Bolivien: Zehntausende blockieren La Paz

armin reich 17.09.2003 10:44 Themen: Globalisierung Soziale Kämpfe Weltweit
Um gegen die Einführung einer neuen Kommunalsteuer und ein bilaterales Handelsabkommen zwischen Bolivien und den USA über die Lieferung von Erdgas zu protestierten, haben mehrere zehntausend Demonstranten die Zufahrtsstraßen von La Paz blockiert.

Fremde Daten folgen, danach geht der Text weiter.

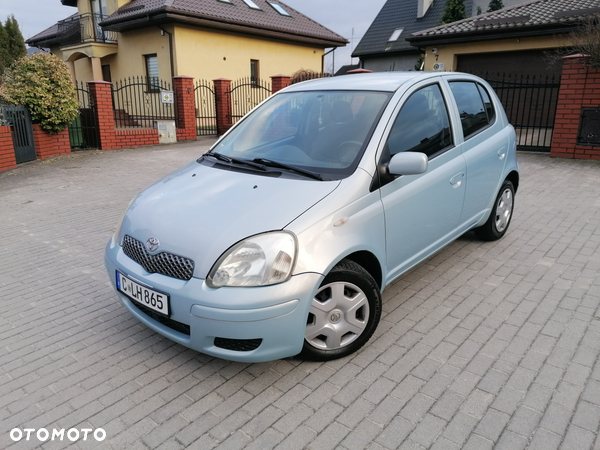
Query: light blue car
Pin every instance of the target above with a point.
(281, 239)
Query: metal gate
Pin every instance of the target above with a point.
(530, 103)
(206, 111)
(22, 130)
(83, 131)
(245, 95)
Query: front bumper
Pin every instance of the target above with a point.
(240, 324)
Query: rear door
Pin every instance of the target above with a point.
(422, 212)
(485, 146)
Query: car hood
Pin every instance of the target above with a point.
(200, 211)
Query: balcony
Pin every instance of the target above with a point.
(84, 29)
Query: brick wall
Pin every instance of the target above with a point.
(579, 88)
(7, 152)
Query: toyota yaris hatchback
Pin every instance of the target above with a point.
(281, 238)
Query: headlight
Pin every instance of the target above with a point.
(259, 260)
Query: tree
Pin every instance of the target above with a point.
(3, 49)
(42, 83)
(585, 40)
(495, 5)
(454, 10)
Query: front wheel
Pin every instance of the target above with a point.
(499, 219)
(344, 313)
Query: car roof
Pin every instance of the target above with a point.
(380, 81)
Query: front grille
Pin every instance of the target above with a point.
(164, 263)
(172, 324)
(238, 345)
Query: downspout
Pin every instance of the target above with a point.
(163, 31)
(323, 60)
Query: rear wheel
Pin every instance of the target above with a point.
(344, 313)
(499, 219)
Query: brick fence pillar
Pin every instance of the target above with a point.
(102, 99)
(185, 106)
(7, 150)
(223, 105)
(278, 82)
(579, 88)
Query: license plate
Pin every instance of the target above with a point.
(155, 300)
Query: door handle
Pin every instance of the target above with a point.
(502, 153)
(456, 180)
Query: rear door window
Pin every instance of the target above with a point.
(474, 106)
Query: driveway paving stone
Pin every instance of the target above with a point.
(484, 345)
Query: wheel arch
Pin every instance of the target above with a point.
(513, 177)
(370, 263)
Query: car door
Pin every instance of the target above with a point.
(422, 212)
(485, 146)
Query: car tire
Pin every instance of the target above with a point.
(344, 313)
(501, 214)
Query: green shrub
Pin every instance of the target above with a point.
(42, 83)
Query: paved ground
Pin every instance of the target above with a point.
(485, 345)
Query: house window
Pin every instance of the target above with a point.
(254, 72)
(99, 7)
(106, 76)
(152, 73)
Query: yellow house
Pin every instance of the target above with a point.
(521, 39)
(205, 39)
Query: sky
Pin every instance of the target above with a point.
(349, 18)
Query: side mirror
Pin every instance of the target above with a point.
(408, 163)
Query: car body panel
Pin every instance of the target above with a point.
(177, 206)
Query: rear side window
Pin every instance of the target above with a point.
(422, 125)
(474, 106)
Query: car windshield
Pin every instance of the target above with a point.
(322, 132)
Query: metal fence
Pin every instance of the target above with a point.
(138, 102)
(530, 103)
(83, 131)
(246, 93)
(19, 119)
(206, 111)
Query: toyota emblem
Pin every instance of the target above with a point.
(152, 244)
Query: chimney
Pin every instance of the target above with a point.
(423, 6)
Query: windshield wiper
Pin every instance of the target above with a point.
(230, 160)
(271, 163)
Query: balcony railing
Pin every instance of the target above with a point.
(84, 28)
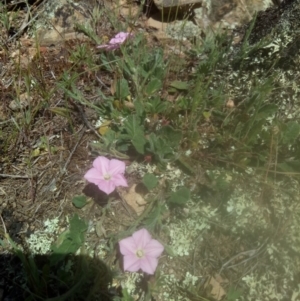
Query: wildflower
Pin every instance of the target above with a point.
(140, 252)
(107, 174)
(116, 41)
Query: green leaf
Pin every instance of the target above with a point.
(122, 89)
(69, 241)
(172, 136)
(266, 111)
(136, 133)
(179, 85)
(153, 86)
(159, 146)
(233, 294)
(291, 132)
(150, 181)
(180, 197)
(79, 201)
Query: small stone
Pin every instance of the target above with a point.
(181, 5)
(21, 103)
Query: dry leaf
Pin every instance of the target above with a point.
(100, 230)
(214, 289)
(134, 200)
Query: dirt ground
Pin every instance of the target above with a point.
(45, 139)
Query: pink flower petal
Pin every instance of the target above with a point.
(142, 238)
(102, 165)
(93, 176)
(149, 264)
(119, 180)
(154, 248)
(131, 263)
(116, 167)
(127, 246)
(106, 186)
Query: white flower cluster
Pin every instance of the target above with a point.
(40, 241)
(185, 234)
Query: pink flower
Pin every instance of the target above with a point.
(107, 174)
(140, 252)
(116, 41)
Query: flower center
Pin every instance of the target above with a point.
(140, 253)
(107, 177)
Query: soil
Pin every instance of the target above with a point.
(45, 155)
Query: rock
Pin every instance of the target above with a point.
(181, 5)
(57, 20)
(21, 103)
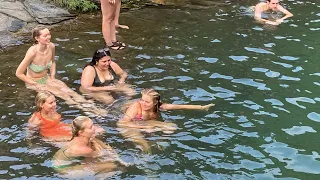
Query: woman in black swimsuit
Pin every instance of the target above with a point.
(99, 78)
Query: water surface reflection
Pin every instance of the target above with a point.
(263, 81)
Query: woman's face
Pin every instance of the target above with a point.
(49, 105)
(147, 102)
(44, 37)
(104, 62)
(88, 130)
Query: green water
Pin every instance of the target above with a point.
(264, 81)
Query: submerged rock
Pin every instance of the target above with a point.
(46, 13)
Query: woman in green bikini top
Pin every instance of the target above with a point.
(84, 148)
(40, 67)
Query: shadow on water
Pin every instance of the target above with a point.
(264, 82)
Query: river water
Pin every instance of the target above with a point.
(264, 81)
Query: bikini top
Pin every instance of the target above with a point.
(98, 83)
(46, 123)
(39, 68)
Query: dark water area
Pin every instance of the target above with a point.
(263, 79)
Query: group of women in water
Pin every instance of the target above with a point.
(100, 78)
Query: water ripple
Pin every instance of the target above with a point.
(297, 130)
(239, 58)
(258, 50)
(208, 59)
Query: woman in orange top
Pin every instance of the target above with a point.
(47, 120)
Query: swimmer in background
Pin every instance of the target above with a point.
(142, 116)
(84, 153)
(272, 5)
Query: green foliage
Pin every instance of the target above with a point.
(82, 5)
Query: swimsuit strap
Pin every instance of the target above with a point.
(140, 109)
(65, 154)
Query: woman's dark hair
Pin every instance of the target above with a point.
(97, 55)
(155, 96)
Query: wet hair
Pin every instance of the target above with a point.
(41, 98)
(97, 55)
(155, 97)
(78, 124)
(36, 32)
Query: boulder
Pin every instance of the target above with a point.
(46, 13)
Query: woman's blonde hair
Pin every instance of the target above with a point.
(41, 98)
(155, 97)
(36, 32)
(78, 124)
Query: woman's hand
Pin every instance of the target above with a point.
(279, 21)
(96, 146)
(55, 81)
(37, 86)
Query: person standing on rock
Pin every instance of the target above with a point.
(40, 65)
(109, 14)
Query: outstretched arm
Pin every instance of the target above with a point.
(87, 79)
(33, 125)
(185, 106)
(126, 122)
(120, 72)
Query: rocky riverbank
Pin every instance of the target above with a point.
(18, 17)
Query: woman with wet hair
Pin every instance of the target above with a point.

Nachdem die Polizeiführung gestern einräumte, daß die Andenmetropole "quasi abgeriegelt" sei, werden mittlerweile starke Armee- und Polizeikräfte mobilisiert, um die Blockaden zu durchbrechen. Entzündet hatte sich dieser Konflikt zwischen Regierung und überwiegend indigener Bevölkerung gleich an mehreren Orten. In El Alto, einer der ärmsten Gemeinden des Verwaltungsbeziks La Paz, soll eine neue Kommunalsteuer eingeführt werden, die Grundstückskäufe belegt. Als zweites wird bereits seit längerer Zeit landesweit gegen ein Handelsabkommen mit den USA mobilisiert: während die Preise für Strom, Gas und Wasser in Bolivien immer mehr steigen, werden für die Grundversorgung der Bevölkerung wichtige Güter billig in die Industriestaaten verramscht. Daneben haben sich mehrere Bauernorganisationen in den Protest eingegliedert, die die Freilassung ihres Vertreters Freddy Huampo fordern, der ohne Vorlage von Beweisen unter der Anklage steht, einen Viehdieb getötet zu haben. Die Proteste werden sich wohl noch ausweiten, denn es läuft in einer anderen Provinz Boliviens gerade eine Mobilisierung gegen den Gas-Deal zum Ende der Woche hin. Sicherlich werden die Aktivisten dort auch von dem frischen Wind aus Cancun vorangetrieben. Es reicht nicht, in Jubel über einen gemachten Schritt auf dieser Konferenz auszubrechen, mensch muß lernen zu gehen.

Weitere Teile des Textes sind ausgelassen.